The gyrations came despite some certainty about US interest rates after Federal Reserve chairman Janet Yellen downplayed an imminent increase.
The dovish remarks reined in a surging US dollar and stabilized oil prices.
That said, the Hang Seng Index is likely to remain range-bound in the short term.
Foreign fund managers are skeptical about the market on both sides of the border given rising geopolitical risks in the region.
That has led two major US credit rating agencies to cut the credit outlook for Hong Kong and the mainland.
Hong Kong stocks typically trade sideways 60-70 percent of the time in a year, waiting for a catalyst.
In this case, the Hang Seng Index is likely to hover around 19,800 to 20,800 points.
Meanwhile, the Shanghai Composite Index may trade around 3,000.
The market lacks a clear driver in the absence of solid economic growth in the US, Europe and Japan.
Also, oil producers have yet to reach agreement on output quotas, adding uncertainty to the market.
In addition, many central banks are in trial-and-error mode.
The annual earnings season for listed companies has come and gone.
Most companies reported slumping profit and sharp losses due to a slowing Chinese economy and a weaker yuan.
It’s estimated that only 10 percent of companies made a profit last year. Less than 3 percent reported profit growth.
China’s top three airlines — China Southern Airlines (01055.HK), China Eastern Airlines (00670.HK) and Air China (00753.HK) — were the biggest beneficiaries of slumping oil prices.
Airline stocks may rise further if oil prices continue to fall but that would be bad news for global economic growth.
Tencent Holdings (00700.HK) and a number of banking and insurance stocks posted modest profit growth.

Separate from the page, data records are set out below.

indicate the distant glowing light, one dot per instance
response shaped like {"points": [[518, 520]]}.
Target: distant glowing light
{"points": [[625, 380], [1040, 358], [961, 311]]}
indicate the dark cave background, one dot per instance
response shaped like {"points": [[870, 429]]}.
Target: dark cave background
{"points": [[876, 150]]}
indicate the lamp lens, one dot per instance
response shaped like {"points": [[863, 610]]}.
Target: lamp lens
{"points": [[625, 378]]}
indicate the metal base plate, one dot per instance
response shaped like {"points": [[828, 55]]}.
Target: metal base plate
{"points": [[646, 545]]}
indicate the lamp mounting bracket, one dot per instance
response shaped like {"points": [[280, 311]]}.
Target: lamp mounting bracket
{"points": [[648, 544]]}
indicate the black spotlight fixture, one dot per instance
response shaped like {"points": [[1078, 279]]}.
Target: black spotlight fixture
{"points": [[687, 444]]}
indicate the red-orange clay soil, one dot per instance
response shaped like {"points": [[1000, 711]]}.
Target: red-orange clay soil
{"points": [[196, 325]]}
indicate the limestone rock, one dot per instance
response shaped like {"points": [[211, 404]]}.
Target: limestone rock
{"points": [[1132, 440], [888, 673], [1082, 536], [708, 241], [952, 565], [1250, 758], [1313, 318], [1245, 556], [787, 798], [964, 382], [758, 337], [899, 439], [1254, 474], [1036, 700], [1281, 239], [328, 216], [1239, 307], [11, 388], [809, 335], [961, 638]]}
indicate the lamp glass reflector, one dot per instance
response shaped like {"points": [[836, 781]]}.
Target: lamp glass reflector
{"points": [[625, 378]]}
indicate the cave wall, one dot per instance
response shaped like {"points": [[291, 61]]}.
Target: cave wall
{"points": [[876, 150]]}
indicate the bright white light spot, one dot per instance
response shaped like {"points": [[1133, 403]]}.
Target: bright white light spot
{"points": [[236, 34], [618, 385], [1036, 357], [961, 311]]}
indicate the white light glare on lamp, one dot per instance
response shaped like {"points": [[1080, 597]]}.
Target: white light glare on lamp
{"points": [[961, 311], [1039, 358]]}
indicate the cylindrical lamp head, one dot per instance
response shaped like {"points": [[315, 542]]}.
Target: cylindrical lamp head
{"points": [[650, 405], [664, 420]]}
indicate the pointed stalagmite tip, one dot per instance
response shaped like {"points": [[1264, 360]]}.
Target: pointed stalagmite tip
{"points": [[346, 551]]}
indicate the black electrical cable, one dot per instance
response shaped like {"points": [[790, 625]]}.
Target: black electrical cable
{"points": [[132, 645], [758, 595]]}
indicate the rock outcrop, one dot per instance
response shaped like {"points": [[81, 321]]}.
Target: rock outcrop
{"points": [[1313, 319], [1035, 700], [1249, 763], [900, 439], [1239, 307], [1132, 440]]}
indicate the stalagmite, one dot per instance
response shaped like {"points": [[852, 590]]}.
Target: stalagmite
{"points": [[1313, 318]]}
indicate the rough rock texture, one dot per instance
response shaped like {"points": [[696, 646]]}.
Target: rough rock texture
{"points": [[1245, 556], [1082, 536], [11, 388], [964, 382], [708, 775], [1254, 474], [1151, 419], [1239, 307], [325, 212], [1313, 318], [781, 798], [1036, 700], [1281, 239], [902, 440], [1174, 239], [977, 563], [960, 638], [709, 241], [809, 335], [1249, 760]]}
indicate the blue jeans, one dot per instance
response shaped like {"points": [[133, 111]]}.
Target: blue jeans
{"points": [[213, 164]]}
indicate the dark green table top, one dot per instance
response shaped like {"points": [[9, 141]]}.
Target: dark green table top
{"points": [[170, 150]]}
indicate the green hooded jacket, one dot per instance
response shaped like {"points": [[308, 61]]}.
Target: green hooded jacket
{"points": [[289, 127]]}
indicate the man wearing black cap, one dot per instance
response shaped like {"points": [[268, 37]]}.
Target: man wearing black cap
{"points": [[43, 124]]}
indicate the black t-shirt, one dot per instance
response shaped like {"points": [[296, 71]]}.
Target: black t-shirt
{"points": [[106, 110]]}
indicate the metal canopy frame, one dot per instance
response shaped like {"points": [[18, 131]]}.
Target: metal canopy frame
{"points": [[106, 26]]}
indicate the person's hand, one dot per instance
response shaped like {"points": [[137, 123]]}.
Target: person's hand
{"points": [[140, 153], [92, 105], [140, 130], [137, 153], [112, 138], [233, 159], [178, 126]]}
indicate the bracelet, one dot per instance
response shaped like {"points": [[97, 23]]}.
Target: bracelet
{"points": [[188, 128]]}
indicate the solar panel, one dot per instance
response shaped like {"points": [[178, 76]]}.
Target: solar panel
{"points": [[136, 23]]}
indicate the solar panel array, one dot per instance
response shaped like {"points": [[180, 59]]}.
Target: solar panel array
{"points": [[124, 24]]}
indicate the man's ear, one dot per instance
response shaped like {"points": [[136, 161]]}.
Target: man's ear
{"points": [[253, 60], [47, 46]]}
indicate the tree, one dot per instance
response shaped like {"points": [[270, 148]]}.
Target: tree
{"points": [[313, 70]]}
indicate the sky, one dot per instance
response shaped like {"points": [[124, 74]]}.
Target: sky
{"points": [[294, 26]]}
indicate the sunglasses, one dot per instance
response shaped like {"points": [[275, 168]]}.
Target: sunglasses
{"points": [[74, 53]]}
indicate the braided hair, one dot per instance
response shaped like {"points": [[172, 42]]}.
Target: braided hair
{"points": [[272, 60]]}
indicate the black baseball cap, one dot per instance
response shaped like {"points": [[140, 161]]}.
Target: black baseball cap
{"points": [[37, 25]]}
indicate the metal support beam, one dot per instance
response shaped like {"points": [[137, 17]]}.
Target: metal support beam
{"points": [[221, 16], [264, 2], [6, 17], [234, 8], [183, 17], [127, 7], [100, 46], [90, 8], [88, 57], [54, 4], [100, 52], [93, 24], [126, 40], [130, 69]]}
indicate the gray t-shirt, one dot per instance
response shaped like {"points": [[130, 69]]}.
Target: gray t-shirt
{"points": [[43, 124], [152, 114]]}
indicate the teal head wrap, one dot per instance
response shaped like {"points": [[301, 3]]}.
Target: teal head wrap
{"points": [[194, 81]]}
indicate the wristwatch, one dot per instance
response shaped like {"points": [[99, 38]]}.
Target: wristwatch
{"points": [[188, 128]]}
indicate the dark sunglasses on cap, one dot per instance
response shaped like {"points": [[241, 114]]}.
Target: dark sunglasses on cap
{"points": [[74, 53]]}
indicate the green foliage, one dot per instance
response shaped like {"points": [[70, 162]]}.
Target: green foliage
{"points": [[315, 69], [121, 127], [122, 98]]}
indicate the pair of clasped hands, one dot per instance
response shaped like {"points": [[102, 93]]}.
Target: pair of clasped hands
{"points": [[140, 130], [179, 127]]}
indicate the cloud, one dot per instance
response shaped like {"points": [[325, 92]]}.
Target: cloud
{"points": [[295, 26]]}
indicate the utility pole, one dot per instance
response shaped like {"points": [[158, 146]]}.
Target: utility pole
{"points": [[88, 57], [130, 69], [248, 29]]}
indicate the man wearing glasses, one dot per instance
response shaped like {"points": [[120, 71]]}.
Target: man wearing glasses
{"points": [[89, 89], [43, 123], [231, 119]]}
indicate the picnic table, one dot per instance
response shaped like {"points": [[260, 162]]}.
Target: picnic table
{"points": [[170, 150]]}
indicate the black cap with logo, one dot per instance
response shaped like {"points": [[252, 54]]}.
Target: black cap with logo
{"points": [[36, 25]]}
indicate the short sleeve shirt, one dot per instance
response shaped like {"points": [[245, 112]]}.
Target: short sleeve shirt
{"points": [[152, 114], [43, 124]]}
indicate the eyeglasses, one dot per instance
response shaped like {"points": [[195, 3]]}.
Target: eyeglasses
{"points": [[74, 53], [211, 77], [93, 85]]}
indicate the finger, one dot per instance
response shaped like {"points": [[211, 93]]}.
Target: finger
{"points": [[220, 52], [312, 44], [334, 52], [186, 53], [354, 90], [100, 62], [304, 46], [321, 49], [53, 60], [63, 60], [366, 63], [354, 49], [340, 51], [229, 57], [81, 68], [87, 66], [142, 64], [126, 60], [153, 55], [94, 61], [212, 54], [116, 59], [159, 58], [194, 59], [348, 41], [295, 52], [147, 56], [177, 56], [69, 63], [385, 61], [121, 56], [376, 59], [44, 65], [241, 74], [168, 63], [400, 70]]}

By contrast, certain infrastructure and high-speed railway counters maintained earnings growth due to policy support.
Internet and telecommunication stocks showed surprising strength.
Some industrial plays rose on the back of industry consolidation and policy incentives.

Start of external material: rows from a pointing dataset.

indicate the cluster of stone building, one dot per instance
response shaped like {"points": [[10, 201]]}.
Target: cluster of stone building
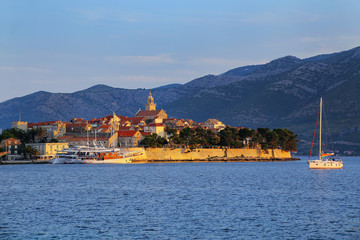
{"points": [[110, 131]]}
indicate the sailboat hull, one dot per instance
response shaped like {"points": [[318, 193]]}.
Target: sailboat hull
{"points": [[325, 164]]}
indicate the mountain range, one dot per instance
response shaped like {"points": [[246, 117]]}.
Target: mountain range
{"points": [[283, 93]]}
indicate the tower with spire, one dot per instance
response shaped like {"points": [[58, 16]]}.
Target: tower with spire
{"points": [[150, 104]]}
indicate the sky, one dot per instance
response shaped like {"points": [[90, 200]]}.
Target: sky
{"points": [[67, 46]]}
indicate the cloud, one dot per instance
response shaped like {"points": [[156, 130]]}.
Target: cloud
{"points": [[311, 39], [109, 15], [223, 62], [23, 69], [163, 58]]}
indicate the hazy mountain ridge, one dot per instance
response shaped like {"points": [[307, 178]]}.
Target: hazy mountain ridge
{"points": [[282, 93]]}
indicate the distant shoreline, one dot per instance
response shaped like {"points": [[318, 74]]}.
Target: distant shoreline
{"points": [[21, 162]]}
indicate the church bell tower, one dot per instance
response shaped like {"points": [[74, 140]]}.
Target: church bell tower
{"points": [[150, 105]]}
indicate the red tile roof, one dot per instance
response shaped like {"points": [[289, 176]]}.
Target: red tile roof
{"points": [[156, 125], [146, 133], [10, 142], [128, 133], [148, 113]]}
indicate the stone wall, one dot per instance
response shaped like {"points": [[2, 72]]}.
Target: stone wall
{"points": [[204, 153]]}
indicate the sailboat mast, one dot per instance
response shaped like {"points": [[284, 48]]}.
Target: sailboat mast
{"points": [[320, 128]]}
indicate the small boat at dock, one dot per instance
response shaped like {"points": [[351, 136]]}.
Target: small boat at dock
{"points": [[93, 155]]}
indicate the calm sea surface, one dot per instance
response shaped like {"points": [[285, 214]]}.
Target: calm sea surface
{"points": [[280, 200]]}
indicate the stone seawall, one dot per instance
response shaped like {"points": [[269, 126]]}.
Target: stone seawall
{"points": [[201, 154]]}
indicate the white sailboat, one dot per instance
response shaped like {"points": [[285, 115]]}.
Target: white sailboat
{"points": [[324, 162]]}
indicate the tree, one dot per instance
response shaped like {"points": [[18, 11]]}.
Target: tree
{"points": [[187, 137], [287, 139], [270, 138], [153, 140], [30, 151]]}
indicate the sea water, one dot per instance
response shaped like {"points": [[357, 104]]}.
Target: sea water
{"points": [[255, 200]]}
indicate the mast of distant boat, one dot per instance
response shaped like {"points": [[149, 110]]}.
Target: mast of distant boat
{"points": [[320, 128]]}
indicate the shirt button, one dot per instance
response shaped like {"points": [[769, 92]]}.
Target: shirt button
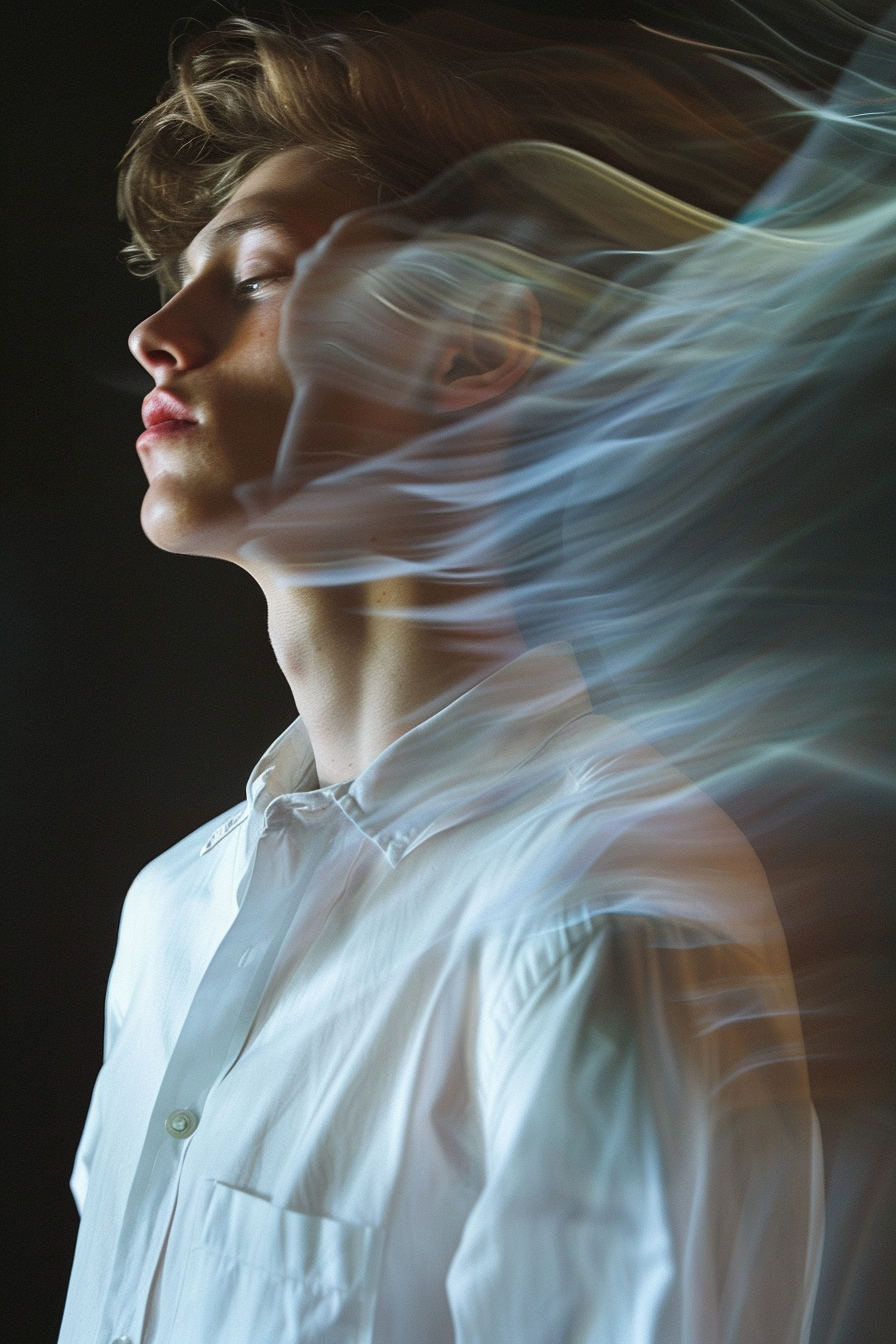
{"points": [[180, 1124]]}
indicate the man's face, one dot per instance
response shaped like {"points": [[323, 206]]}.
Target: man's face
{"points": [[222, 393]]}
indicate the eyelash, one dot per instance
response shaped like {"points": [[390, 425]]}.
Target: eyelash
{"points": [[243, 285]]}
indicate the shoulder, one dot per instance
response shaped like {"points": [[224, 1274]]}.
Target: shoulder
{"points": [[609, 827], [171, 895]]}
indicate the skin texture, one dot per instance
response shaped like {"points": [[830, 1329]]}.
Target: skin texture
{"points": [[359, 678]]}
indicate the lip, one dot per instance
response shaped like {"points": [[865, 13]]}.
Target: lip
{"points": [[160, 407], [165, 417]]}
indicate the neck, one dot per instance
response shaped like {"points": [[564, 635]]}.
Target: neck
{"points": [[364, 665]]}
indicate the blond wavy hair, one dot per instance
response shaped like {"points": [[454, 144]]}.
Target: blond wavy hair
{"points": [[399, 104]]}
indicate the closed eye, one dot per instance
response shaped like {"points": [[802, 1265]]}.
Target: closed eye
{"points": [[257, 285]]}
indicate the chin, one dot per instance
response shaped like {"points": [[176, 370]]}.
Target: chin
{"points": [[192, 522]]}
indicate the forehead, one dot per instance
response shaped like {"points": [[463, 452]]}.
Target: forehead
{"points": [[296, 192]]}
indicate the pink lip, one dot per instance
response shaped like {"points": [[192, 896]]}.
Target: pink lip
{"points": [[161, 407], [164, 417]]}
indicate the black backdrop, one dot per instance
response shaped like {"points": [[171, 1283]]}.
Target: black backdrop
{"points": [[141, 687]]}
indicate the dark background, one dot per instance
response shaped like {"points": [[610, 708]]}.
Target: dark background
{"points": [[141, 687]]}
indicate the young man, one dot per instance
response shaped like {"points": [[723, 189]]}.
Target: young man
{"points": [[474, 1022]]}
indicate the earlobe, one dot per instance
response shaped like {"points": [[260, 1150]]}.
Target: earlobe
{"points": [[492, 352]]}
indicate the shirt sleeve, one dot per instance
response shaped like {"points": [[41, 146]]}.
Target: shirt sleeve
{"points": [[650, 1148]]}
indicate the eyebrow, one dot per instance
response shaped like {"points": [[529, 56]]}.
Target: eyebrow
{"points": [[235, 229]]}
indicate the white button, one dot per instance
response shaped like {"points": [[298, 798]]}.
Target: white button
{"points": [[182, 1124]]}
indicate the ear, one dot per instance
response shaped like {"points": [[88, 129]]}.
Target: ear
{"points": [[490, 351]]}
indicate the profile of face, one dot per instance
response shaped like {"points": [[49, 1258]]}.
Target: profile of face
{"points": [[215, 350], [223, 394]]}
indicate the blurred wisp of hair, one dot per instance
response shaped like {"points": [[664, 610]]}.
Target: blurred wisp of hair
{"points": [[399, 104]]}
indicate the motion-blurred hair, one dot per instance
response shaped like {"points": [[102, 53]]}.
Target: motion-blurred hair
{"points": [[399, 104]]}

However, the trend is unlikely to reverse the impact of mounting debt.
Investors should buy cyclical stocks only at low prices because these are unlikely to drive the market.
Hong Kong property developers are bracing for the release of 25,000 new flats this year and are painfully aware that the market correction is far from over.
The property market has mostly posted rallies in April. Short-term investors should use the technical trend as a reference.
On Monday, the Hang Seng Index topped the 100-day moving average but retreated again.
The market is likely to trade in the range of 19,800 to 20,800 in the short term.
If the benchmark manages to hit 21,300 points, it could be a sign the market has broken free.
This article appeared in the Hong Kong Economic Journal on April 5.